Reputation: 131
I have a train folder. It this folder there are 2000 images at different sizes . Also I have labels.csv file. When training network, loading and resizing this images is time consuming. So I have read some papers about h5py which is solution for this situation. I tried the following code :
PATH = os.path.abspath(os.path.join('Data'))
SOURCE_IMAGES = os.path.join(PATH, "Train")
print "[INFO] images paths reading"
images = glob(os.path.join(SOURCE_IMAGES, "*.jpg"))
images.sort()
print "[INFO] image labels reading"
labels = pd.read_csv('Data/labels.csv')
train_labels=[]
for i in range(len(labels["car"])):
if(labels["car"][i]==1.0):
train_labels.append(1.0)
else:
train_labels.append(0.0)
data_order = 'tf'
if data_order == 'th':
train_shape = (len(images), 3, 224, 224)
else:
train_shape = (len(images), 224, 224, 3
print "[INFO] h5py file created"
hf=h5py.File('data.hdf5', 'w')
hf.create_dataset("train_img",
shape=train_shape,
maxshape=train_shape,
compression="gzip",
compression_opts=9)
hf.create_dataset("train_labels",
shape=(len(train_labels),),
maxshape=(None,),
compression="gzip",
compression_opts=9)
hf["train_labels"][...] = train_labels
print "[INFO] read and size images"
for i,addr in enumerate(images):
s=dt.datetime.now()
img = cv2.imread(images[i])
img = cv2.resize(img, (224, 224), interpolation=cv2.INTER_CUBIC)

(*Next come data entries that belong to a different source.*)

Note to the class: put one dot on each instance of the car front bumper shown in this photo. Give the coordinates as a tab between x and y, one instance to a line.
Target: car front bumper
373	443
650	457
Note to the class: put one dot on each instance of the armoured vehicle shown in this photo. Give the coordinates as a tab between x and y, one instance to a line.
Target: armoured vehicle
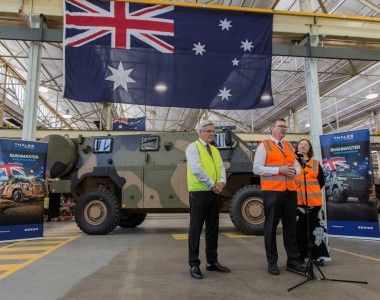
18	189
342	184
118	179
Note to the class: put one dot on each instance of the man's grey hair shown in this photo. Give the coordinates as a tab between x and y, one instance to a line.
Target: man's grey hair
274	122
202	124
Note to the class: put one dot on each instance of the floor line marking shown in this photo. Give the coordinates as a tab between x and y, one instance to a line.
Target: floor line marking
236	235
35	256
355	254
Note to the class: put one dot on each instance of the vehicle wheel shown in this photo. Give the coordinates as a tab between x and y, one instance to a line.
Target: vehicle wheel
131	221
363	198
18	196
97	212
337	196
247	210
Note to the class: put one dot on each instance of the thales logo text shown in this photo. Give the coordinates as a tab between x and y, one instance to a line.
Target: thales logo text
24	146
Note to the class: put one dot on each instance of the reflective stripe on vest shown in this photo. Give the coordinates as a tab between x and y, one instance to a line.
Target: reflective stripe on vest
278	158
210	165
314	194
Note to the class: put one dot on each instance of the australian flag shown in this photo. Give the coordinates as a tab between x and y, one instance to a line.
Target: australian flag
170	56
129	124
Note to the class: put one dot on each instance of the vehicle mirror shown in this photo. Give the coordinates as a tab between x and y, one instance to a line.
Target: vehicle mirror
228	138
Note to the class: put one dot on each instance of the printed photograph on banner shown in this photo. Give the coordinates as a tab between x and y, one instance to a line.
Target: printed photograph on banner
22	188
350	201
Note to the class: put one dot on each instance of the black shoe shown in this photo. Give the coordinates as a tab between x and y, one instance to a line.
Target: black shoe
195	272
273	269
296	268
217	267
319	263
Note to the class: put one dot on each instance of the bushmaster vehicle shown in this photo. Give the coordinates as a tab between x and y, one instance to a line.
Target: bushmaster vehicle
342	184
118	179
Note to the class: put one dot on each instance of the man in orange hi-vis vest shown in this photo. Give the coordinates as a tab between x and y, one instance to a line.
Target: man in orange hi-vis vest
275	162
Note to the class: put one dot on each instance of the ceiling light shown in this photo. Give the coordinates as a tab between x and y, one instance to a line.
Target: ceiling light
371	95
43	89
67	115
161	87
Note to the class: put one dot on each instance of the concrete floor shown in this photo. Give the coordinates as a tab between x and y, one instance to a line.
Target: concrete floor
148	263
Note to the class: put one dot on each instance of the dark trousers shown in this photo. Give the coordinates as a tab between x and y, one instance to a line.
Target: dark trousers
280	205
204	207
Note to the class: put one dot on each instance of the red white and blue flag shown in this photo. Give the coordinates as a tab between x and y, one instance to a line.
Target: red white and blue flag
129	124
167	56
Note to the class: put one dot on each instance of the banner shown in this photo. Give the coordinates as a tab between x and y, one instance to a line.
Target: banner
137	124
346	160
22	189
167	56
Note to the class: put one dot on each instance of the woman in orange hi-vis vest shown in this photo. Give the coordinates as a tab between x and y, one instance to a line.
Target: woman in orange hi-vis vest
310	195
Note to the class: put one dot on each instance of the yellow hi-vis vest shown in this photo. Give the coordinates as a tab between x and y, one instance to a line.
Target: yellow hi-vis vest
210	165
313	190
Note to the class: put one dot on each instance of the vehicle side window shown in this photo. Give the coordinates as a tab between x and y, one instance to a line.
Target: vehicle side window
151	143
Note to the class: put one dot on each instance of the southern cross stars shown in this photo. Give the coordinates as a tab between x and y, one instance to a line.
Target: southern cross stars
120	77
246	45
199	49
225	24
224	93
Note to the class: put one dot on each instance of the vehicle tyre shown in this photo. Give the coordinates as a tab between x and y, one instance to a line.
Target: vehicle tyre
97	212
131	221
337	196
18	196
247	210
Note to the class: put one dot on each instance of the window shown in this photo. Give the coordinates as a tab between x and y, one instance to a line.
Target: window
103	145
150	143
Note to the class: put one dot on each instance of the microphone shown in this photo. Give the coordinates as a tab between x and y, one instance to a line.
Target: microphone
301	159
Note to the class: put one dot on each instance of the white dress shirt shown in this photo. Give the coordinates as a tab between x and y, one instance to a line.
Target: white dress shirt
259	167
193	159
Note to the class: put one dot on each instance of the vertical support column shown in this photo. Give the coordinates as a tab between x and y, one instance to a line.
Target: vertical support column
293	121
32	84
312	90
3	81
252	126
108	109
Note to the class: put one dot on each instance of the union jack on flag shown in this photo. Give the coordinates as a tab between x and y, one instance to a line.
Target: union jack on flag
129	124
334	163
9	169
93	22
165	55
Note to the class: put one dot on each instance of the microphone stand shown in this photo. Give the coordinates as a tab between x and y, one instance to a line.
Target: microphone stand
309	272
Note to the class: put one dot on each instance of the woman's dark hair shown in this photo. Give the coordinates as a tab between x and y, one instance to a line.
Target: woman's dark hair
310	154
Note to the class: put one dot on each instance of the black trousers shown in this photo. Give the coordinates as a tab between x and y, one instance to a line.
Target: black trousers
280	205
204	207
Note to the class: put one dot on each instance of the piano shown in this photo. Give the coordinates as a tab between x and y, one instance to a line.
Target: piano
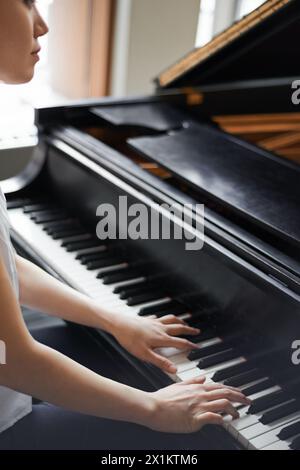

img = cv2.cvtColor(img, cv2.COLOR_BGR2RGB)
hf["train_img"][i, ...] = img[None]
e=dt.datetime.now()
print "[INFO] image",str(i),"is saved time:", e-s, "second"
hf.close()
But when I run this code. Code is running hours. At first it is very fast but later reading is very slow, especially at this line hf["train_img"][i, ...] = img[None]. Here output of this program. As you can see, time is constantly increasing. Where am I doing wrong? Thanks for advises.
Upvotes: 1
Views: 6884
Reputation: 11232
train_img
is created with compression_opts=9
. This is the highest compression level, taking the most work to compress/decompress.
If the time of compressing the image is a bottleneck and you can trade that off for some space taken, use a lower compression level, like the default (=4
). Or even disable the compression completely.
Upvotes: 1